I will die having not read something that I really wanted to. There are worlds out there that I will never experience, people I will never meet, places I will never go. Probably some of the books I don’t read will be 5-star books, all-time favorite books. Books I would have loved and cherished and proudly displayed on my bookshelf. And I’ll never read them.
Sometimes I look at other book bloggers and wonder how they stay so up-to-date on upcoming releases. How is it that they know a book is coming before the cover is even released? Why don’t I know to? The truth is, I avoid finding out. I’m scared to know about all the wonderful books out there because I know I’ll probably never read them.
So I’m feeling sad this morning.
But there is good news!
My mom and my reddit Secret Santa have both sent me a few books that I’m not very interested in reading. Recently I’ve been debating what to do about them. Do I take the time to read them anyway out of respect for the gift? Do I just leave them on my tbr shelf for the rest of time? Do I take them to Half Price and hope the gifters never find out?

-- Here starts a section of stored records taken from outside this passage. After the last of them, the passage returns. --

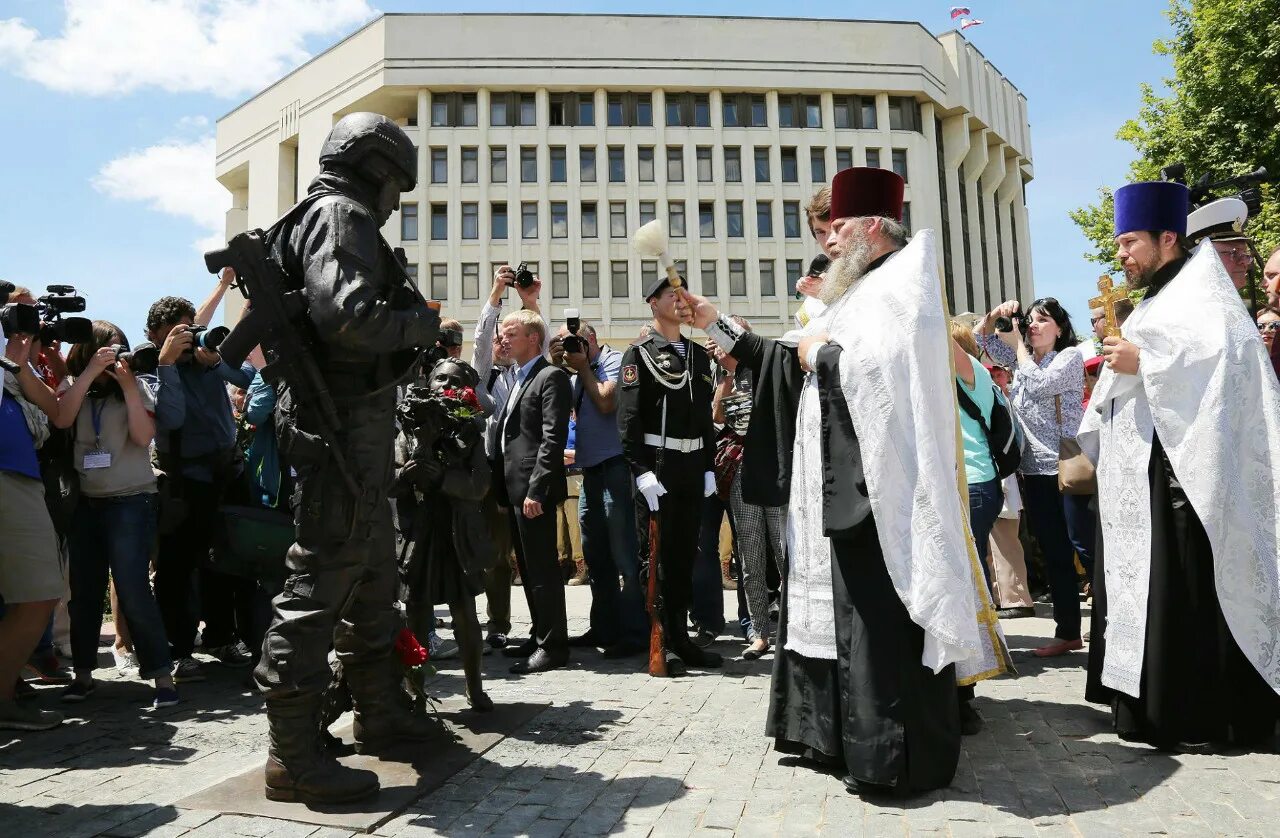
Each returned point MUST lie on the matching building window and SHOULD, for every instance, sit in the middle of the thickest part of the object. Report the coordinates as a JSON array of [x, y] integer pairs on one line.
[[617, 164], [497, 164], [762, 165], [675, 164], [791, 219], [904, 113], [855, 111], [470, 220], [618, 280], [560, 166], [818, 165], [676, 219], [498, 221], [644, 160], [737, 278], [899, 158], [453, 110], [439, 282], [763, 219], [560, 280], [734, 219], [571, 109], [529, 219], [795, 268], [470, 280], [768, 288], [560, 219], [590, 280], [439, 165], [439, 221], [707, 219], [732, 164], [618, 219], [408, 221], [703, 156], [790, 166], [529, 164], [707, 275], [630, 110]]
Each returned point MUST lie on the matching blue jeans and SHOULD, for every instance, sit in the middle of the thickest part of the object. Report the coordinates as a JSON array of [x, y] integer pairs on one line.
[[606, 513], [707, 608], [115, 534], [986, 500]]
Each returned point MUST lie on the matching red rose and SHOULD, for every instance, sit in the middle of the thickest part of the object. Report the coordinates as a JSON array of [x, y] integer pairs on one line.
[[408, 650]]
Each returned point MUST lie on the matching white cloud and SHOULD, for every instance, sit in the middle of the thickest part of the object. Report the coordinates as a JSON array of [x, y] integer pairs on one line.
[[225, 47], [176, 178]]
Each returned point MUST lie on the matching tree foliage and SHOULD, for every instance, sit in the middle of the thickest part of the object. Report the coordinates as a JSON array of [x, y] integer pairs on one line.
[[1221, 113]]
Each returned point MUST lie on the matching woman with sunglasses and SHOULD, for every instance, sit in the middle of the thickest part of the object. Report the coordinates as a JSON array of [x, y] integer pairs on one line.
[[1047, 395]]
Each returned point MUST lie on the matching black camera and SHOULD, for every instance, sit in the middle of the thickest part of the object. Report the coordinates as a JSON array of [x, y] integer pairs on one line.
[[144, 358]]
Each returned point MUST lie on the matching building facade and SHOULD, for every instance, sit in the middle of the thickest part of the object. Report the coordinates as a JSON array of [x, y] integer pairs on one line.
[[549, 138]]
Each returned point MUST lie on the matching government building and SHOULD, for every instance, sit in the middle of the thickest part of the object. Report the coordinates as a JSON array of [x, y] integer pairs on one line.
[[549, 138]]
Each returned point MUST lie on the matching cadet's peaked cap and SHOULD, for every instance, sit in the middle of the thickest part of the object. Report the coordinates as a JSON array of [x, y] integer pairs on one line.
[[1220, 220], [1152, 205], [860, 192]]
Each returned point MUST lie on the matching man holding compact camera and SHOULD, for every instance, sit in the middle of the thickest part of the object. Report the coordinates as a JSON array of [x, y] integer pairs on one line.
[[196, 447]]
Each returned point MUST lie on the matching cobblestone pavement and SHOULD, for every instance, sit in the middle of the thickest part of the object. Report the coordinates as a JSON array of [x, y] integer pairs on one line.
[[624, 752]]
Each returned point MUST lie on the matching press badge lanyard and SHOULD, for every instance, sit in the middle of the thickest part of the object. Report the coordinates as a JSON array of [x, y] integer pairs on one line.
[[97, 458]]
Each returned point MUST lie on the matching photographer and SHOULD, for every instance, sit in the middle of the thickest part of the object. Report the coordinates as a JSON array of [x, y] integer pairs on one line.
[[31, 577], [113, 529], [606, 507], [1047, 395], [196, 444]]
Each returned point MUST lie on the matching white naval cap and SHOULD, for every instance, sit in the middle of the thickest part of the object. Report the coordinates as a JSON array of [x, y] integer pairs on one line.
[[1220, 220]]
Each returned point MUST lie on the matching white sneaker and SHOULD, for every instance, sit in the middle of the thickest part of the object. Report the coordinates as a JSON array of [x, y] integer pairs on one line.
[[126, 662]]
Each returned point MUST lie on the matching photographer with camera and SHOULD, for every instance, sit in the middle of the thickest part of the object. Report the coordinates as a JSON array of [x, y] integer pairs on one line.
[[196, 447], [1047, 395], [113, 527]]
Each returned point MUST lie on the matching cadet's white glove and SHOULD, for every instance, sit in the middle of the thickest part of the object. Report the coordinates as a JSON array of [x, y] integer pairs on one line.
[[650, 489]]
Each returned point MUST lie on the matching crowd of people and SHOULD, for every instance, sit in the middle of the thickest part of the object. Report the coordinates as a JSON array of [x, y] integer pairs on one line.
[[796, 459]]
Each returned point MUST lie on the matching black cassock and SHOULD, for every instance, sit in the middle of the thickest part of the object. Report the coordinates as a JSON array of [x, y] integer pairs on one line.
[[876, 709], [1197, 686]]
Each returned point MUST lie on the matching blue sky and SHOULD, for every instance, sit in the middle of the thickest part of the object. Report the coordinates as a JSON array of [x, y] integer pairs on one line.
[[108, 133]]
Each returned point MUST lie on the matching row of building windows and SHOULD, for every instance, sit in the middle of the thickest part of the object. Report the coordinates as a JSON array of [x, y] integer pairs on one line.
[[647, 164], [684, 110], [620, 278]]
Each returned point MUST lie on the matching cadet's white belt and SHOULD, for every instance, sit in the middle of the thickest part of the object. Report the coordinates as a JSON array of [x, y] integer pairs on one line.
[[682, 445]]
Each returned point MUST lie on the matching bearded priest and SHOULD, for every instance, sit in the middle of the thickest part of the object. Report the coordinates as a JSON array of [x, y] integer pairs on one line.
[[1184, 425], [855, 415]]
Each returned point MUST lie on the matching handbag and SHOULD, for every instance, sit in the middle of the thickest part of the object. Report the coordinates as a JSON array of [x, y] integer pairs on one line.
[[1075, 474]]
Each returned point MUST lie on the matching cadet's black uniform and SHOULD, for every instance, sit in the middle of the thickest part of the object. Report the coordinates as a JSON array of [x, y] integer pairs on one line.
[[664, 417]]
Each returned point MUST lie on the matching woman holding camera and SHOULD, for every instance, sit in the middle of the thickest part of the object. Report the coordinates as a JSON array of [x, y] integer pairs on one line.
[[1047, 397], [115, 522]]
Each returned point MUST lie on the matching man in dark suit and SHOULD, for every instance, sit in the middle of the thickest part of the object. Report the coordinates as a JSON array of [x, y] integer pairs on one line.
[[533, 427]]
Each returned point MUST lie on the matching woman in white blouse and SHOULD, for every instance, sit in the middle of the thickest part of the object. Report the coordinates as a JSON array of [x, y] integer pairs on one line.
[[1047, 395]]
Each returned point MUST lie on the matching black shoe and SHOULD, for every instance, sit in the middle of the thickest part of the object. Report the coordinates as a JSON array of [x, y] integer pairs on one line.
[[522, 650], [540, 660]]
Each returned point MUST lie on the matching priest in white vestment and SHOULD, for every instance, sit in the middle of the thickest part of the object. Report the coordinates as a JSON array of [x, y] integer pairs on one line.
[[1184, 425], [883, 609]]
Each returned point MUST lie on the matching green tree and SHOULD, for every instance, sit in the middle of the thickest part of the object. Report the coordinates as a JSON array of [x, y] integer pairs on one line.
[[1221, 113]]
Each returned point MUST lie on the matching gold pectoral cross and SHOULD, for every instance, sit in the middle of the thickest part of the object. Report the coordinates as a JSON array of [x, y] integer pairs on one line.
[[1109, 296]]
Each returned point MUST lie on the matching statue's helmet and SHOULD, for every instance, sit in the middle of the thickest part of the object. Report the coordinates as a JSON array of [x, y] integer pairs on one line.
[[374, 147]]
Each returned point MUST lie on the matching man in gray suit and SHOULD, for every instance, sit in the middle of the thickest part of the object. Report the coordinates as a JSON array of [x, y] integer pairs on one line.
[[533, 430]]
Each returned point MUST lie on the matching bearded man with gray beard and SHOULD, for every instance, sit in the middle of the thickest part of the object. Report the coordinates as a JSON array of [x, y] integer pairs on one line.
[[881, 610]]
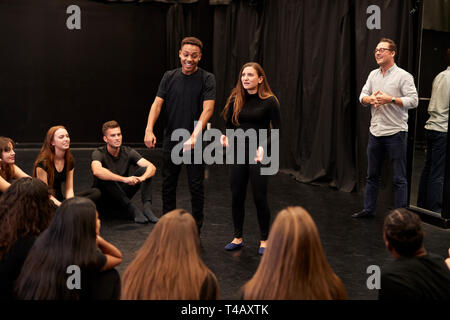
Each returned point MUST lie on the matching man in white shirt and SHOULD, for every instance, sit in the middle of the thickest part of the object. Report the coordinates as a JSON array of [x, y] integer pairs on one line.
[[390, 92], [432, 179]]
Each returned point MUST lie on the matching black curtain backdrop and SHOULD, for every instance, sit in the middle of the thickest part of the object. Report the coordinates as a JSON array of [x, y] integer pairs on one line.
[[317, 56]]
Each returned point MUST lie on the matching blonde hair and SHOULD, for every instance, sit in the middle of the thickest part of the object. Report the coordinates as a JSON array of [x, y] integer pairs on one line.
[[294, 265]]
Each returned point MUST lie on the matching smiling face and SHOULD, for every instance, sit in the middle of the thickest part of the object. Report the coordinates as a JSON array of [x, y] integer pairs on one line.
[[61, 140], [8, 155], [113, 137], [250, 79], [189, 55], [384, 55]]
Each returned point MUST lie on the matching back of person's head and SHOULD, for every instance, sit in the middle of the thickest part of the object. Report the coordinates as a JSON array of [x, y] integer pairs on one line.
[[168, 266], [25, 211], [448, 57], [294, 265], [192, 41], [69, 240], [403, 231], [109, 125]]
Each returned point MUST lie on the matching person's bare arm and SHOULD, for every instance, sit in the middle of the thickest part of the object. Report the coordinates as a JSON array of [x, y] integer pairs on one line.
[[150, 169], [155, 110], [208, 110], [41, 174], [112, 254]]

But this morning’s existential crisis has made up my mind for me. There’s not enough time in this life to waste on books you’re not really interested in. With so many books out there that I’m excited to read and might not get to, why would I waste a precious two weeks on a book I don’t care about?
So today on my way to pick my son up from daycare I will be taking those four books to the Little Free Library. I’m not interested, but some teenage girl will be. And that’s a better life for those books than sitting, unread on a shelf until the end of time.
Do you guys ever feel sad when you think about all the books you’ll never read? How do you cope?